President Joe Biden wants to campaign for reelection, but he’ll have to survive the debt ceiling showdown first.

The same day Biden announced for 2024, the Congressional Budget Office released its score for the Republican-led Limit, Save, Grow Act, unleashing a war of words from both political parties.

The act would save $4.8 trillion through fiscal 2023, according to the CBO, with $545 billion of that coming through interest payment savings alone.

“The House deserves credit for putting forward a reasonable proposal that would help the Federal Reserve fight inflation in the near term and generate significant savings at a time when they’re desperately needed,” reads an analysis from the nonpartisan Committee for a Responsible Federal Budget. “Additional changes would be needed to hold debt to manageable levels, including by addressing rising health care costs and trust fund solvency. We suggest including a fiscal commission to deal with the long-term drivers of the debt.”

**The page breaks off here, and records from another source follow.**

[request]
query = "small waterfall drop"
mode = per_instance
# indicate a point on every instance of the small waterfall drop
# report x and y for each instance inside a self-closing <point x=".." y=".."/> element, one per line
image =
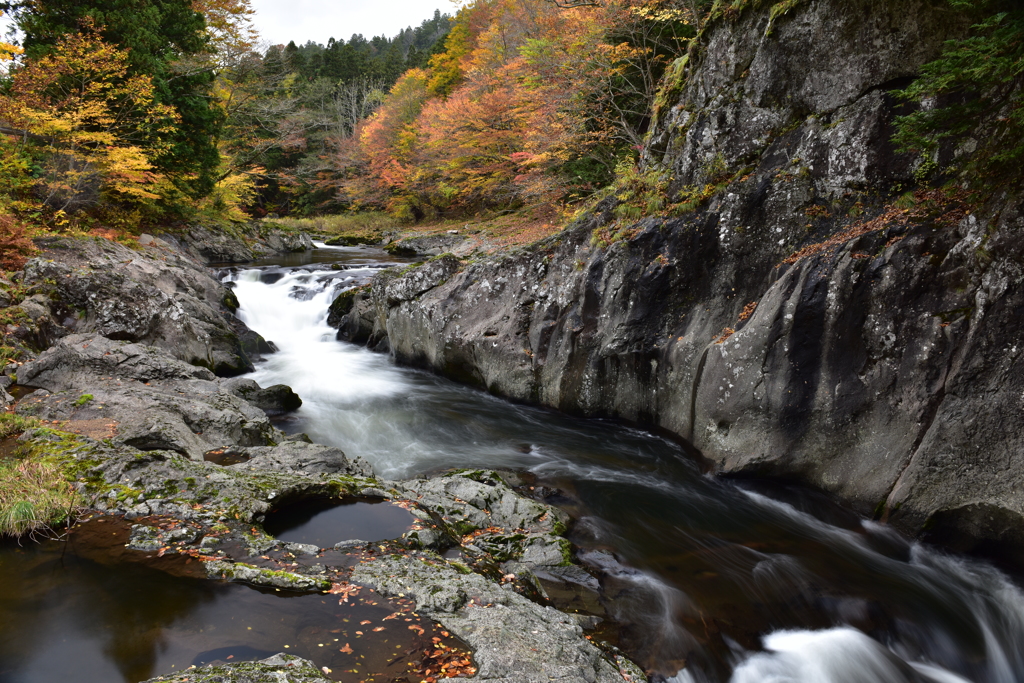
<point x="716" y="582"/>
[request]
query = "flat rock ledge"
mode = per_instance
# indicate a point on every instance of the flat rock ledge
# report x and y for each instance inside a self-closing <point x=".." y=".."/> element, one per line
<point x="486" y="594"/>
<point x="279" y="669"/>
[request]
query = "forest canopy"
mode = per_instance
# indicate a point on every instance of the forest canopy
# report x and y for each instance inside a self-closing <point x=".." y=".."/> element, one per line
<point x="126" y="114"/>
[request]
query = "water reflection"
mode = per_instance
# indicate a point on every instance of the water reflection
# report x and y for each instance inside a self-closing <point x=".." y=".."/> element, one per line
<point x="92" y="611"/>
<point x="709" y="574"/>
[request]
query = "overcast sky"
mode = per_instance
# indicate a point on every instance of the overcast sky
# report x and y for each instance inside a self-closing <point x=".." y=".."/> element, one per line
<point x="301" y="20"/>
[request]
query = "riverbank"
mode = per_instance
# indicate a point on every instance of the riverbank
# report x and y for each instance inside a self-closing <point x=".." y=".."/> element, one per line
<point x="131" y="354"/>
<point x="801" y="307"/>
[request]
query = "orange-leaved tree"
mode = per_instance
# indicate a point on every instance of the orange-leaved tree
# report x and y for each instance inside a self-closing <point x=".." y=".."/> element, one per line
<point x="93" y="127"/>
<point x="530" y="102"/>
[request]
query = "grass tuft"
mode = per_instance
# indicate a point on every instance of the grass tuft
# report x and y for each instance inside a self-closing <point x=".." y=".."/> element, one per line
<point x="35" y="498"/>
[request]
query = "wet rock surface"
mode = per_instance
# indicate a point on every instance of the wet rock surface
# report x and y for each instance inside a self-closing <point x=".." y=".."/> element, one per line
<point x="879" y="364"/>
<point x="212" y="513"/>
<point x="157" y="296"/>
<point x="140" y="430"/>
<point x="279" y="669"/>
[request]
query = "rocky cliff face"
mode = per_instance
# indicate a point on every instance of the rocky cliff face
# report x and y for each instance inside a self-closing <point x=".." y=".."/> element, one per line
<point x="802" y="323"/>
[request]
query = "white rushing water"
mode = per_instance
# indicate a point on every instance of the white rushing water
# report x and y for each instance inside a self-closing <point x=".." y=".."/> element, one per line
<point x="845" y="602"/>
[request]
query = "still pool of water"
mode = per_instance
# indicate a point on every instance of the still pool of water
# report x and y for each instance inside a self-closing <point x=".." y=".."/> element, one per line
<point x="89" y="610"/>
<point x="709" y="580"/>
<point x="699" y="579"/>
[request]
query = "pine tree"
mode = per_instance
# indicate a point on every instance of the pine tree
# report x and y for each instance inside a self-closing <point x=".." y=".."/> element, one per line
<point x="159" y="36"/>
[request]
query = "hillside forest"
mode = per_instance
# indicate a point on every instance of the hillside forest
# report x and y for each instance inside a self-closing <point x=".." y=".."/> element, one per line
<point x="120" y="116"/>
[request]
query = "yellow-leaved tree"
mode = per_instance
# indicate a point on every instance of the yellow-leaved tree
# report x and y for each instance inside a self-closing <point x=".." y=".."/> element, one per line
<point x="93" y="128"/>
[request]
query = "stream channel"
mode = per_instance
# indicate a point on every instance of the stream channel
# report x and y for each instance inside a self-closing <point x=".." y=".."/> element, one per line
<point x="697" y="578"/>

While the analysis also calls for raising the debt ceiling as quickly as possible, the act itself got a much different reception from the Biden White House.

Dubbing it the “Cut Growth Act,” White House communications director Ben LaBolt excoriated the bill.

“Speaker McCarthy has cut a deal with the most extreme MAGA elements of his party to accelerate taking food assistance from hundreds of thousands of older Americans and to carve out one industry from his draconian cuts without making a single change to provisions that will strip away healthcare services for veterans, cut access to Meals on Wheels, eliminate healthcare coverage for millions of Americans, and ship manufacturing jobs overseas,” LaBolt said.

That was one of several statements the White House released Wednesday morning describing House Speaker Kevin McCarthy’s (R-CA) proposal as extreme and damaging to the poor. On Tuesday, White House press secretary Karine Jean-Pierre called McCarthy’s plan cruel and dangerous. The House passed it later that day.